A pregnant woman faces the death penalty in Sudan for apostasy, after police discovered that she had been raised as a Christian despite the family’s identification as Muslim. Meriam Yehya Ibrahim also faces a sentence of flogging for marrying outside her religion, even though her husband is also Christian. The heart of both cases is the law forbidding the conversion of any Muslim to any other faith:

A Sudanese court has sentenced a Christian woman to death for renouncing Islam, her lawyer said Thursday.

Meriam Yehya Ibrahim, 27, was convicted by a Khartoum court this week of apostasy, or the renunciation of faith.

The court considers her to be Muslim.

She also was convicted of adultery.

Ibrahim’s lawyer Haram Othman told CNN that her legal team will appeal the verdict within 15 days.

According to the rights group Amnesty International, she was convicted of adultery because her marriage to a Christian man was considered void under Sharia law. She was sentenced to 100 lashes for the second crime.

The court gave her three days to reconvert to Islam or face death. The government of Sudan also insisted that this was normal justice in Islamic countries:

In what is said to be the first case of its kind in Sudan, Ibrahim was told by a court in the capital Khartoum on Sunday that she had three days to recant her faith or face death.

Ahmed Bilal Osman, Sudan’s Information minister, told the AFP news agency: “It’s not only Sudan. In Saudi Arabia, in all the Muslim countries, it is not allowed at all for a Muslim to change his religion.”

Western nations immediately protested the court’s ruling, as did Amnesty International, which is seeking to publicize the case:

“The fact that a woman could be sentenced to death for her religious choice, and to flogging for being married to a man of an allegedly different religion is abhorrent,” said Manar Idriss, Amnesty International’s Sudan researcher. “‘Adultery’ and ‘apostasy’ are acts which should not be considered crimes at all…It is flagrant breach of international human rights law.”

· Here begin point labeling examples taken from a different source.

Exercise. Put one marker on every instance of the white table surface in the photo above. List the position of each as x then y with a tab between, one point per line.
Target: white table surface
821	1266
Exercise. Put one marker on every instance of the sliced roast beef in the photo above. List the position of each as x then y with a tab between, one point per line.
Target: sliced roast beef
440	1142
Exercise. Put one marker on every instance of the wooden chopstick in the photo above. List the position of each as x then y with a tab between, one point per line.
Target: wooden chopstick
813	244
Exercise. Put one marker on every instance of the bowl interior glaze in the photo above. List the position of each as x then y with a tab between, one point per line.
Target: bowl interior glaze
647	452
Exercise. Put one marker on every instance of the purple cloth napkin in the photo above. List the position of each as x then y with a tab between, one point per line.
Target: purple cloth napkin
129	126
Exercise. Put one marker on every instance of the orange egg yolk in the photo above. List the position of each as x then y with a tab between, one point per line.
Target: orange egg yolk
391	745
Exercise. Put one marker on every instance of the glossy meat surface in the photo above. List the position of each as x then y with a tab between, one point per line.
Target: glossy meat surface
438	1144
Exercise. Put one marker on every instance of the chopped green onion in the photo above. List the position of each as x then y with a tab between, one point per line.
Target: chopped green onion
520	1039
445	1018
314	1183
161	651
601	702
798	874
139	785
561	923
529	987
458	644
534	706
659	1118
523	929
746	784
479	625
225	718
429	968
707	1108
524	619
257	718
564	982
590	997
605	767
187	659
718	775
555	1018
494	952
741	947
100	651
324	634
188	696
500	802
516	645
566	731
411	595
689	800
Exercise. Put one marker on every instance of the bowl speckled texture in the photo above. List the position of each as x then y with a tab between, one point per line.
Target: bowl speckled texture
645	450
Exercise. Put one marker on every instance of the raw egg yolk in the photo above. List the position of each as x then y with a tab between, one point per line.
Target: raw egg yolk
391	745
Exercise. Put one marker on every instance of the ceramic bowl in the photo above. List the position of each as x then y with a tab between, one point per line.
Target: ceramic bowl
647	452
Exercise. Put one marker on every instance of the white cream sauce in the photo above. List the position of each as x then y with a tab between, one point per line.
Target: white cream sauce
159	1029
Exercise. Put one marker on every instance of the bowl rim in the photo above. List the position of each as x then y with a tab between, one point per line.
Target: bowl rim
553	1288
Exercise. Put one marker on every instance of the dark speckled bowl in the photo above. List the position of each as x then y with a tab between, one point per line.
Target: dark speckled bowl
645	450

The Khartoum embassies of the United States, Canada, the United Kingdom and Holland expressed their opposition to the case in a joint statement.

The US has limited resources with which to act. We have diplomatic relations with Sudan and deliver a significant amount of humanitarian aid, but we have no ambassador to Sudan; the post has been vacant for a year or more. We have sanctions still in place from the Darfur conflict, although we are also working to mediate the remaining disputes in the settlement. We could squeeze Khartoum on aid, but that would almost certainly backfire on the US in terms of public relations.

Nevertheless, we need to keep pressure in some form on Sudan to reverse this decision. We should also pray for Meriam Yehya Ibrahim, and for true justice to be done.